The Living Dead is as long as death itself. The tome is 650 pages long and you feel every one of them. Paper cuts and eye strain and all. The read is also entertaining and fun and possesses the feel of an intricate TV show with its weaving plot threads and deep character dives. Even though The Living Dead presents nothing more than mere standard zombie fare, this is definitively George Romero’s last word on the zombie lore he helped propagate and is worthy of that honor alone.

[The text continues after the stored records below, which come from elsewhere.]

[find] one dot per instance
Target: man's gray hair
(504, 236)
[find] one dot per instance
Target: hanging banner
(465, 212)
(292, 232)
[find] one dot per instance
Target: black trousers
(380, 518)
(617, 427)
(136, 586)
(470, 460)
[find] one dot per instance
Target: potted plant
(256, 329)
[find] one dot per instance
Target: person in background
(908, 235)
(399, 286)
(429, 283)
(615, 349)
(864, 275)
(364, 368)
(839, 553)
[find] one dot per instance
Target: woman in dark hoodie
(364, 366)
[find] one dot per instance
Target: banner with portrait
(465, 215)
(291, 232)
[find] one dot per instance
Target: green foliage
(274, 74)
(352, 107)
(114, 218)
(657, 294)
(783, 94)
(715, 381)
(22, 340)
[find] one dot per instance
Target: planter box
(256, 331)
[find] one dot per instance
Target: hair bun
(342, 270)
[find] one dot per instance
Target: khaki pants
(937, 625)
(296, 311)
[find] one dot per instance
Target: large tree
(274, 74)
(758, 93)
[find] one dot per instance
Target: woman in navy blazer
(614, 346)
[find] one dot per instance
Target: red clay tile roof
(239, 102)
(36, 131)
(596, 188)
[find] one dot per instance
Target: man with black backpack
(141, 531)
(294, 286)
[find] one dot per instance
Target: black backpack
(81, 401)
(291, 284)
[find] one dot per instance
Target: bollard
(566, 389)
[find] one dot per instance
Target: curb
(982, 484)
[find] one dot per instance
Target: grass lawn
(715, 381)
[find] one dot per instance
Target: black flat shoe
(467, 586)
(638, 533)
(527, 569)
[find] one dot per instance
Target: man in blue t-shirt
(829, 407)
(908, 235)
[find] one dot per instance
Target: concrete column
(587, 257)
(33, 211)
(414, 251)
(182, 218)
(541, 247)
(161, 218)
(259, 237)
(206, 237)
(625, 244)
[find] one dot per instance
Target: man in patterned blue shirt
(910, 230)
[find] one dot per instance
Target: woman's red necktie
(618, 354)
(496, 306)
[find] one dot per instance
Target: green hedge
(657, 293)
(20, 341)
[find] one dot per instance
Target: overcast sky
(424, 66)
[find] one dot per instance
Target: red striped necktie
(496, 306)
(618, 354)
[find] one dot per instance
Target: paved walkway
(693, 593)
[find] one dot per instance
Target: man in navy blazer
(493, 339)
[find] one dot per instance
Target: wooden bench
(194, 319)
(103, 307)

Romero’s Alpha and Omega tale comprehensively chronicles the zombie plague from start to ever-loving finish. Along for the ride is author Daniel Kraus, a self-stylized Romero fiend on his own who was handed the keys to the kingdom, along with around two hundred pages drafted by the king himself. Those pages dive full force into day one and does not come up for breath until the plague dies out twelve years later. Half reboot of what has gone on before, half re-imagining of the genre itself, this novel might have worked out better as two separate volumes, yet Kraus fully plays in and presents Romero’s world in way that maybe the entire narrative needed that single breath.
Kraus starts at Day One, with the first recorded reanimation occurring in San Diego. Charlie Rutkowski, an assistant with the city morgue, encounters the ghoul, who happens to be a body she and her partner are attending. Surprise! Instances quick arise country-wide: Washington DC, St Louis, Atlanta, even within the decks of a US Navy aircraft carrier.
No one is safe and as slow as the ghouls move, they work fast. Death, after all, is prevalent.
Similar to Romero’s movies, as well as the pop-culture tales of The Walking Dead, the outbreak quickly descends into chaos until rules are established; time honored rules that are by now known to all. Kraus uses this time to build his characters – historian Etta Hoffman, high schooler Greer Morgan, newsman Chuck Corso, Naval officer Karl Nishimura – but outside of the gory devouring time, these lapses pace at a zombie crawl. As does much of the novel.
Kraus no doubt takes huge delight at working within Romero’s universe. In setting his own mark, he looks to flesh out the traditional fare bringing substance to the style. This is all well and good. Kraus relates a deep, thought out, and entertaining story. Sometimes, though? Sometimes you want wonton zombie destruction. The Living Dead only whets that appetite.
Ghoulish greetings to NetGalley and Macmillan/Tor Books for The Living Dead advance experience.